Bekerja di luar negeri? Hatiku ragu mengatakan hal itu. Keberadaan Ayah tidak pernah jelas. Sekalipun dulu dia dan almarhumah Bunda meyakinkanku, tapi di negara mana?

"Saya karakternya mudah berbaur, suka bercanda, bisa dibilang saya orangnya cukup seru. Tapi saya juga lumayan serius. Saya tidak suka dengan orang yang tidak bisa menjaga komitmen, janji, dan omongannya. Saya mencari pertemanan yang bisa saling merangkul dan pertemanan yang adem ayem saja." Aku berhenti. 5 pria di sana menatap serius.

"Masyaallah, Mas Kahfi. Jadi Mas Kahfi itu hanya tinggal bersama Kakaknya?" Pria dewasa berkopiah merah bertanya.

"Iya, Pak." Aku menganggukkan kepala.

"Bagus nih. Pasti hidupnya sudah mandiri. Boleh tuh, Mas Kahfi ajarkan ke teman-teman yang lain bagaimana pengalamannya hidup berjauhan dengan orang tua," ucap pria dewasa berkopiah merah sembari menarik kertas terakhir. Aku hanya tersenyum mendengarkan.

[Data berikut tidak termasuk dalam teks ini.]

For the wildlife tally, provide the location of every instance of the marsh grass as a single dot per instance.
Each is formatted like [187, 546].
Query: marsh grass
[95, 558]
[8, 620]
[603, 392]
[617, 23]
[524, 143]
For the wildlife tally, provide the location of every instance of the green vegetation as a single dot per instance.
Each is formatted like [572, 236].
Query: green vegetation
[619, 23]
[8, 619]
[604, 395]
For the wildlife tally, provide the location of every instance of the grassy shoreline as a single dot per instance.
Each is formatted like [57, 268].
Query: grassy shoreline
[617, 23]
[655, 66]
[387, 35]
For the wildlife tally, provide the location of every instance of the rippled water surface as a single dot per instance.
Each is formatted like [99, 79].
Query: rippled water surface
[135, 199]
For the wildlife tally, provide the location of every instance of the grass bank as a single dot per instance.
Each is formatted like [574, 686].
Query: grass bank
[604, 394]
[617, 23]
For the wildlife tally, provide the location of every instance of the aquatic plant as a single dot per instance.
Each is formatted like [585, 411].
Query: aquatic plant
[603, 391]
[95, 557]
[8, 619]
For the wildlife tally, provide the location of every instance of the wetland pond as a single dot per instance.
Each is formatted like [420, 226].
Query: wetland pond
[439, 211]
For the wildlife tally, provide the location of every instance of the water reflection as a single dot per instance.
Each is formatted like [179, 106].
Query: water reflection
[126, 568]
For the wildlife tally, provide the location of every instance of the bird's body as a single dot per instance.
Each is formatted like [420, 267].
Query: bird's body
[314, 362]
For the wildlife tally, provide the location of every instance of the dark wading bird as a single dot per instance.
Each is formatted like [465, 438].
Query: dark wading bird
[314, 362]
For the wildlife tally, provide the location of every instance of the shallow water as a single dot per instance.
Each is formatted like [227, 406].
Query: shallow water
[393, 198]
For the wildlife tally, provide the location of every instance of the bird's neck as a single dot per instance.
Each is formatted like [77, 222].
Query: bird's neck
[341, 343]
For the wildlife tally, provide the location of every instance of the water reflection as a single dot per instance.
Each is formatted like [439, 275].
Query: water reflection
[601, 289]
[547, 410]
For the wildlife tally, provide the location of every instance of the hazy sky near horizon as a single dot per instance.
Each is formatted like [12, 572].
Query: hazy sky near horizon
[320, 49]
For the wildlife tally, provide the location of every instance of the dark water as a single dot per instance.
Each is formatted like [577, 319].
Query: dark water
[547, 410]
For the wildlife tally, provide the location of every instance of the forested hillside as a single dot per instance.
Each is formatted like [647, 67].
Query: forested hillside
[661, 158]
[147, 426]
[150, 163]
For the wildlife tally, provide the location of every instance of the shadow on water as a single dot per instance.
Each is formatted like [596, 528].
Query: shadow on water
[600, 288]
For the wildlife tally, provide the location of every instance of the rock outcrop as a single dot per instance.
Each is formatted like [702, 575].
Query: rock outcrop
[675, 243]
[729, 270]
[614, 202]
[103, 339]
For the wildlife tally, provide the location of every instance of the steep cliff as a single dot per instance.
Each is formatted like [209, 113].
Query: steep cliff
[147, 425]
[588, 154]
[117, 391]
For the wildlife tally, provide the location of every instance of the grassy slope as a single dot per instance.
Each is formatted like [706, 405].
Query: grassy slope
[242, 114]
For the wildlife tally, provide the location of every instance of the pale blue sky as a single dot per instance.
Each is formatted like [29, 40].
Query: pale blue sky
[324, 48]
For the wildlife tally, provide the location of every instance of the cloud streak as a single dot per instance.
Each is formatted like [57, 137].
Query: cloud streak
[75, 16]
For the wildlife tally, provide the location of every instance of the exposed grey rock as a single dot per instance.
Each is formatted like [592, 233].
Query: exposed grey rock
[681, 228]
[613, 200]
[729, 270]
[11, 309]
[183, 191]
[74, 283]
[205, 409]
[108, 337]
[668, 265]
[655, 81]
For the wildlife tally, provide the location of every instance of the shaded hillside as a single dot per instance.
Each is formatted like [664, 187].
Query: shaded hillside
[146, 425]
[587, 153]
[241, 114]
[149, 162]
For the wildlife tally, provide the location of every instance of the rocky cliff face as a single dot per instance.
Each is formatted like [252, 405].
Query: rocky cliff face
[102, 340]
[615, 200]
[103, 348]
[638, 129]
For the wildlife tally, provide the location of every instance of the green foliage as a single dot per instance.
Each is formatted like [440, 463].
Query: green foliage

"Baik, teman-teman, berarti ini kertas terakhir. Langsung saja saya bacakan. 'Ujian Tuhan memang menyakitkan, tapi kebodohan paling mutlak bagi umat manusia adalah membunuh diri sendiri.' Waduh, seram sekali ini motivasi hidupnya. Punya kamu berarti ya, Mas?" Kedua mata pria berkopiah merah membelalak, menyeringai menatap kalimat di dalam kertas terakhir.

Seorang pria yang duduk di antara Azzam dan Fathur tertawa-tawa melihatnya. Dialah pemilik kertas itu. Motivasi hidupnya membuat kami semua cukup terkejut.

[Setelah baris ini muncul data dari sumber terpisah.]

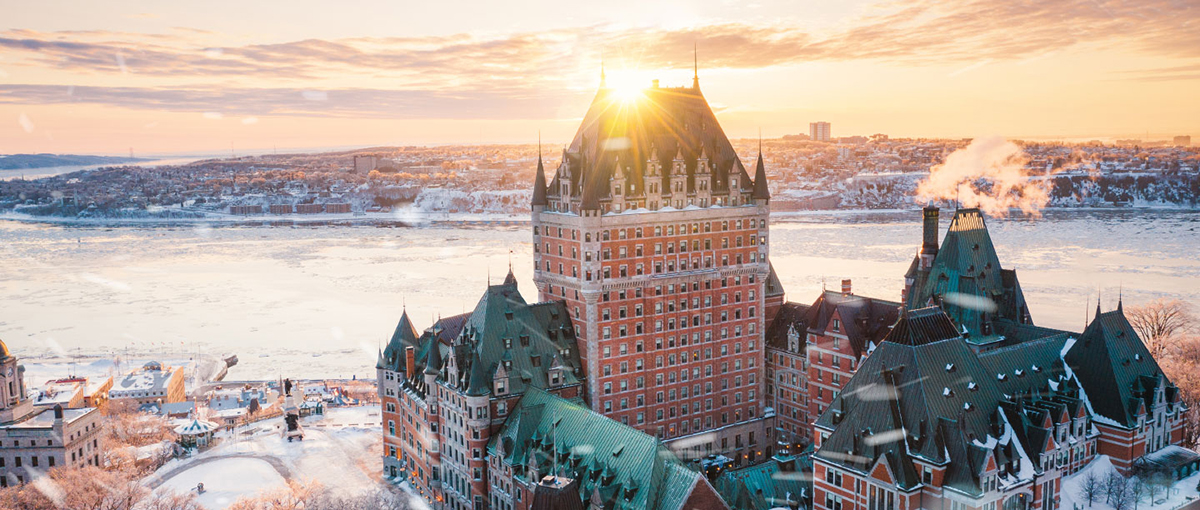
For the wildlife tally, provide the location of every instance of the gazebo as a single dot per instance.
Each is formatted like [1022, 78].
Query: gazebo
[197, 433]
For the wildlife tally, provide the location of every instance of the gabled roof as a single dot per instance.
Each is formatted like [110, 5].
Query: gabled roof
[966, 280]
[791, 316]
[503, 331]
[864, 321]
[761, 192]
[661, 125]
[771, 485]
[393, 355]
[631, 469]
[1115, 367]
[923, 393]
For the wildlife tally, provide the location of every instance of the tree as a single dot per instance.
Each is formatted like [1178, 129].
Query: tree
[1091, 487]
[91, 489]
[1159, 322]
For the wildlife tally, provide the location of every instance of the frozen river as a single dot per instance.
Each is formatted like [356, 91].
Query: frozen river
[318, 301]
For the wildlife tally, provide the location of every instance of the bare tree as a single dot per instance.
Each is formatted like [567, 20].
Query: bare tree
[313, 496]
[1091, 487]
[1159, 322]
[1114, 486]
[90, 489]
[1123, 493]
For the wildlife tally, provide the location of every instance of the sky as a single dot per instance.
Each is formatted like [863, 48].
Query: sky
[166, 78]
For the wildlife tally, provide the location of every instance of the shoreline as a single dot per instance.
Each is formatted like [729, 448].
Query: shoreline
[413, 220]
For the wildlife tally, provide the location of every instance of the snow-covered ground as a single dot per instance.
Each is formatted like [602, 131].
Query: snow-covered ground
[1183, 491]
[340, 450]
[317, 301]
[226, 480]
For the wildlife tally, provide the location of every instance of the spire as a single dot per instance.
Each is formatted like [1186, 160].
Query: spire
[695, 66]
[539, 180]
[601, 71]
[761, 192]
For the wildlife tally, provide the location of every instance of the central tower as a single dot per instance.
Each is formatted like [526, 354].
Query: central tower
[654, 234]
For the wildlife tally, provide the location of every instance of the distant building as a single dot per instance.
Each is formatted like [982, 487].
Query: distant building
[245, 209]
[337, 209]
[34, 439]
[364, 165]
[154, 383]
[819, 131]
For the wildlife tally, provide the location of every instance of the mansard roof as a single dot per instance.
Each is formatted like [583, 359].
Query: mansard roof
[661, 125]
[925, 394]
[629, 468]
[1114, 365]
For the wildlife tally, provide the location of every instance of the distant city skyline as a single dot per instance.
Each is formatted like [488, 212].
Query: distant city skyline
[99, 79]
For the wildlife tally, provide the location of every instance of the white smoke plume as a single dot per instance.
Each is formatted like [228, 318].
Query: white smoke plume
[990, 174]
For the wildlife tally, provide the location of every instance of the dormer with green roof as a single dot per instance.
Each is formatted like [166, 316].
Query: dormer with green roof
[965, 277]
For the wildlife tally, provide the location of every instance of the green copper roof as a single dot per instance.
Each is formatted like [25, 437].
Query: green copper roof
[1115, 369]
[773, 484]
[630, 468]
[966, 280]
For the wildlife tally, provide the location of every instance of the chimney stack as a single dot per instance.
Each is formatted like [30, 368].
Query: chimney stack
[409, 361]
[929, 244]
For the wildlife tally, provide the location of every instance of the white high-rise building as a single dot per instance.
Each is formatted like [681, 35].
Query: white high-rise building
[819, 131]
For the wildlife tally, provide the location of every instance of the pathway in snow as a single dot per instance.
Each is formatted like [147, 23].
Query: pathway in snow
[159, 479]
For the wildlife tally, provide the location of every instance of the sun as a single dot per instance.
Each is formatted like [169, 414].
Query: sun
[625, 88]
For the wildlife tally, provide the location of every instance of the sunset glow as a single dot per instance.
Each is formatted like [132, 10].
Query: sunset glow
[102, 78]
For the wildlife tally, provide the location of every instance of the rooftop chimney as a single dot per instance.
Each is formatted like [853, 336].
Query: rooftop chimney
[929, 244]
[409, 360]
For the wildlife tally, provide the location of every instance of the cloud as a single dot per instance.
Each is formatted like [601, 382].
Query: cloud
[465, 76]
[919, 31]
[253, 102]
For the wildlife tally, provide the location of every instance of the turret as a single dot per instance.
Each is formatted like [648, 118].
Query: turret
[539, 186]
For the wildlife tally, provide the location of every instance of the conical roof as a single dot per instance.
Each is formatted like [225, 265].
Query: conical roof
[760, 181]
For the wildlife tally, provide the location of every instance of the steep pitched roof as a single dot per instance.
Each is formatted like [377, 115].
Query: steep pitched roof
[769, 485]
[864, 321]
[630, 468]
[922, 394]
[539, 185]
[505, 331]
[1115, 367]
[393, 357]
[967, 281]
[663, 124]
[790, 317]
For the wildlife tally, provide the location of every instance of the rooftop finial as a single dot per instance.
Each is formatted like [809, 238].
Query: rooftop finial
[695, 65]
[601, 71]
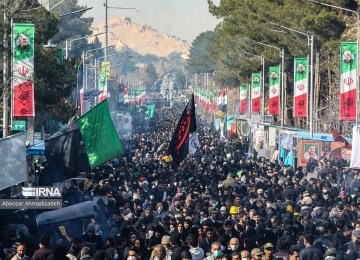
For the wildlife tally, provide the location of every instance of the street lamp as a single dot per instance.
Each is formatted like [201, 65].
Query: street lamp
[311, 45]
[85, 57]
[76, 12]
[85, 37]
[281, 52]
[106, 22]
[357, 48]
[262, 60]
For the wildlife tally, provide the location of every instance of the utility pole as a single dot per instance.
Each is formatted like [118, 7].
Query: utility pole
[5, 69]
[106, 31]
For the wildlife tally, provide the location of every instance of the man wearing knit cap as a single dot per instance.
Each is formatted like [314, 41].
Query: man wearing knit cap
[351, 250]
[44, 251]
[91, 237]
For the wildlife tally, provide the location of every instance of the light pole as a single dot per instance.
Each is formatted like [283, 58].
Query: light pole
[281, 52]
[68, 46]
[311, 45]
[85, 57]
[357, 48]
[106, 22]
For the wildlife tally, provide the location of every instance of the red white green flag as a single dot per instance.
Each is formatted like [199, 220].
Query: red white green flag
[274, 90]
[301, 86]
[243, 98]
[348, 81]
[255, 92]
[23, 70]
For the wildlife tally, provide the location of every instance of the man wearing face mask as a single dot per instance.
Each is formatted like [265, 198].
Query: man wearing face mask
[245, 255]
[132, 254]
[215, 252]
[233, 246]
[351, 250]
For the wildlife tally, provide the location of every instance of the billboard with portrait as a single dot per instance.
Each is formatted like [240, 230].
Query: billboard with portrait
[308, 149]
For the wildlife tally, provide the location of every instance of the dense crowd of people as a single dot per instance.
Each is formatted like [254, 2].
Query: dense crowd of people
[221, 203]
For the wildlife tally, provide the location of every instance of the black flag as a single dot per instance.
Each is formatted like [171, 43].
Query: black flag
[64, 156]
[179, 145]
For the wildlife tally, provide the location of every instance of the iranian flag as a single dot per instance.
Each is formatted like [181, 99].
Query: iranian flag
[274, 90]
[243, 99]
[222, 99]
[135, 95]
[255, 91]
[102, 85]
[348, 81]
[23, 46]
[301, 87]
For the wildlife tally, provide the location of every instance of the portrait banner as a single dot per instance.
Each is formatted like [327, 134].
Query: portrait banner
[105, 67]
[255, 92]
[23, 100]
[274, 90]
[308, 150]
[243, 99]
[348, 81]
[301, 85]
[23, 70]
[102, 85]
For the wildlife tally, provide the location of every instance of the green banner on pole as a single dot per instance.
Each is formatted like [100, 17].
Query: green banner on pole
[19, 125]
[151, 110]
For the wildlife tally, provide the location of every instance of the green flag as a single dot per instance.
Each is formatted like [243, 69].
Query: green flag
[102, 78]
[151, 110]
[132, 108]
[101, 140]
[59, 56]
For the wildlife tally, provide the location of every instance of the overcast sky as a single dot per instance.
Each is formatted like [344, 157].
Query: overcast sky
[184, 18]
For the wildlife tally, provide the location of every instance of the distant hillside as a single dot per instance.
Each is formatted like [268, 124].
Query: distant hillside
[141, 38]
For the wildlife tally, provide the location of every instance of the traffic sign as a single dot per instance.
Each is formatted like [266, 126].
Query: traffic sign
[19, 125]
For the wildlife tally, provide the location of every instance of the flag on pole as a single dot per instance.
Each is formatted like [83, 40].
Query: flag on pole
[179, 145]
[63, 154]
[221, 100]
[23, 69]
[339, 138]
[105, 67]
[101, 140]
[301, 86]
[274, 91]
[81, 99]
[102, 85]
[255, 92]
[348, 79]
[151, 110]
[243, 98]
[355, 154]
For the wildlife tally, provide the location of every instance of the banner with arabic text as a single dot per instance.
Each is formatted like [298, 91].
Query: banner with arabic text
[255, 92]
[243, 98]
[301, 85]
[23, 70]
[348, 79]
[274, 90]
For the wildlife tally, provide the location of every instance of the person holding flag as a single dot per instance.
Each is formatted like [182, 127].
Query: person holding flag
[181, 143]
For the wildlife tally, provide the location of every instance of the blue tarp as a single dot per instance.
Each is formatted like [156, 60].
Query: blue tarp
[318, 137]
[37, 149]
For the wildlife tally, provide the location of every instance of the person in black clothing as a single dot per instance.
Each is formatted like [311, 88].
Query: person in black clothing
[90, 237]
[351, 250]
[310, 252]
[176, 247]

"Coba, Mas, jelaskan ke kita kenapa bisa seram sekali, nih, motivasi hidupnya?" Pria dewasa berkopiah merah menatap penasaran.

"Hahahaha... tidak, Pak. Itu sebenarnya saya asal saja memasukkan kalimatnya. Saya juga tidak tahu kalimat yang memotivasi hidup saya. Jadi saya ambil dari unggahan di media sosial saja, Pak." Yang ditanya tertawa-tawa. Pria itu mengeluarkan ponselnya, menunjukkan foto unggahan berisi kalimat yang ia tulis di kertas.

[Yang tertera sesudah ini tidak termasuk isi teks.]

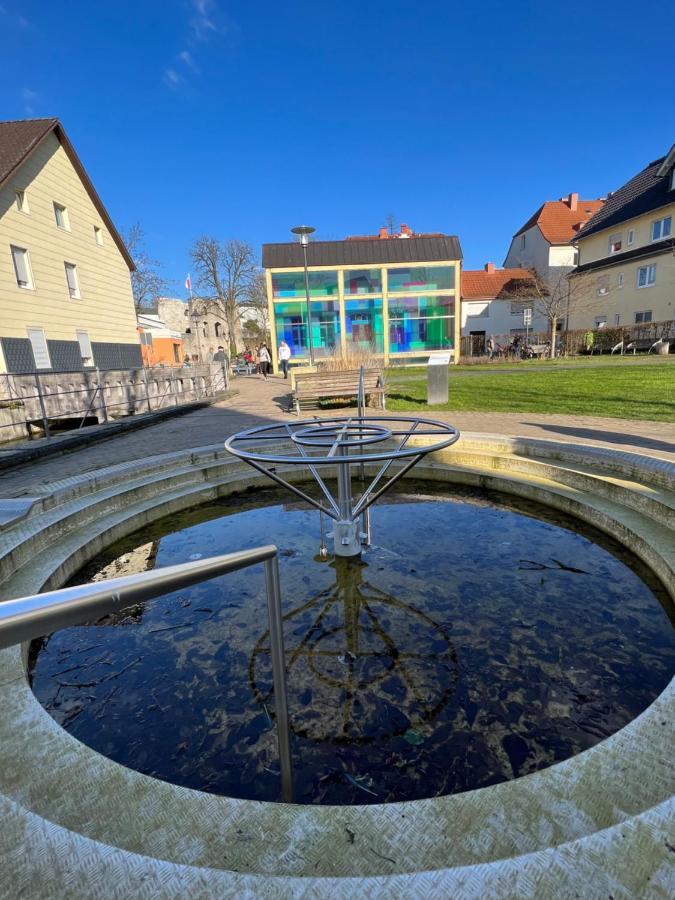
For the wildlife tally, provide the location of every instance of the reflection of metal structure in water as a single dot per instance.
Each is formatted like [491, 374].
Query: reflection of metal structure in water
[361, 652]
[343, 442]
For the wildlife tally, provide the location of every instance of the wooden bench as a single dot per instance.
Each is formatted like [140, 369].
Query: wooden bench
[311, 387]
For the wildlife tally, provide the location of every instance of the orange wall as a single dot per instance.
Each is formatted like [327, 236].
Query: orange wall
[162, 352]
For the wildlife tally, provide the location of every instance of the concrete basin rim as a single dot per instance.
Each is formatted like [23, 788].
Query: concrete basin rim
[523, 783]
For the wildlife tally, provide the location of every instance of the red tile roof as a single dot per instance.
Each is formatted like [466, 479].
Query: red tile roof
[558, 222]
[482, 285]
[20, 139]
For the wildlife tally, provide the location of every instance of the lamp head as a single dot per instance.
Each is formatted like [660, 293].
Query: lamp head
[304, 231]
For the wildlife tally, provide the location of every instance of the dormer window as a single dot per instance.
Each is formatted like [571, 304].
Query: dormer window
[615, 243]
[61, 216]
[662, 228]
[21, 201]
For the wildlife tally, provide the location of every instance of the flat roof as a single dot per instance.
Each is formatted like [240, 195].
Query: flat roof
[444, 248]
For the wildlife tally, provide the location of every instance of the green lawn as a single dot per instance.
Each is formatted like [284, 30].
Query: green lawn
[622, 392]
[564, 362]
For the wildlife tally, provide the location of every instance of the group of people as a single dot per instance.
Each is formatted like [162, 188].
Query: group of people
[262, 359]
[517, 348]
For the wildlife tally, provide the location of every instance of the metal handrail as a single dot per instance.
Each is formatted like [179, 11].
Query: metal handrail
[213, 384]
[30, 617]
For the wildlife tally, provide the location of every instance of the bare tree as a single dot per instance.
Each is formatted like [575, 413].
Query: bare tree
[256, 300]
[146, 282]
[225, 271]
[555, 296]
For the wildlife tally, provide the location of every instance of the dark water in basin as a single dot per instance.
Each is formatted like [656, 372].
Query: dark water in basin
[474, 643]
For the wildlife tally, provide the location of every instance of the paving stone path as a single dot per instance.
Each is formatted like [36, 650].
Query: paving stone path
[258, 401]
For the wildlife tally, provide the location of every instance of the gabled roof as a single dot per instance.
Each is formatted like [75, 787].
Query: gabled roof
[498, 284]
[558, 222]
[357, 253]
[20, 139]
[648, 190]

"Ah, kamu ini! Saya pikir kamu punya masalah hidup apa begitu sampai-sampai motivasi hidupnya menghindari bunuh diri." Pria dewasa dengan kopiah merah memukul kecil meja di hadapan, bergurau marah.

"Ya sudah kalau begitu, langsung perkenalan diri saja, Mas!" Pria yang menulis kertas terakhir dipersilakan.

"Baik, terima kasih. Assalamualikum, nama saya Muhammad Jenderal Husain Al-Haddad, biasanya dipanggil Jenderal. Saya kelahiran 1998 tanggal 2 Maret di Kota Malang. Di sini mungkin saya paling tua di antara yang lain, makanya saya tadi sempat kaget mendengar yang lahir tahun 2000... serius. Saya lulus SMA di umur 19. Sekarang saya masih tinggal di Kota Malang bersama orang tua dan 6 orang adik saya. Memang saya anak sulung pakai 'banget' istilahnya seperti itu, dan di sini ternyata yang saya kira sudah terlepas dari adik-adik saya, eh malah ketemu dengan adik-adik yang baru. Tapi tidak apa-apa, di sini adik-adik saya cuma 4, kalau di rumah ada 6, jadi lumayan sudah berkurang 2. Untuk karakter, saya orangnya mudah bergaul, tidak suka membesarkan masalah, saya suka sekali bercanda. Yang pasti saya orangnya seru! Sudah, sekian perkenalan dari saya, terima kasih." Pria bernama Jenderal itu berhenti.

Seisi meja tersenyum diiringi tawa sepanjang mendengarkan perkenalannya. Memang benar seperti yang disampaikan, dia sangat suka bercanda.

"Masyaallah, Mas Jenderal. Si paling tua, ya? Mas Jenderal ini sepertinya kurang seru kalau tidak kita berikan panggilan kesayangan. ABANG! Nah kita panggil Mas Jenderal Abang saja! Setuju semuanya?" Pria berkopiah merah membalas gurauan Jenderal sepanjang perkenalan tadi.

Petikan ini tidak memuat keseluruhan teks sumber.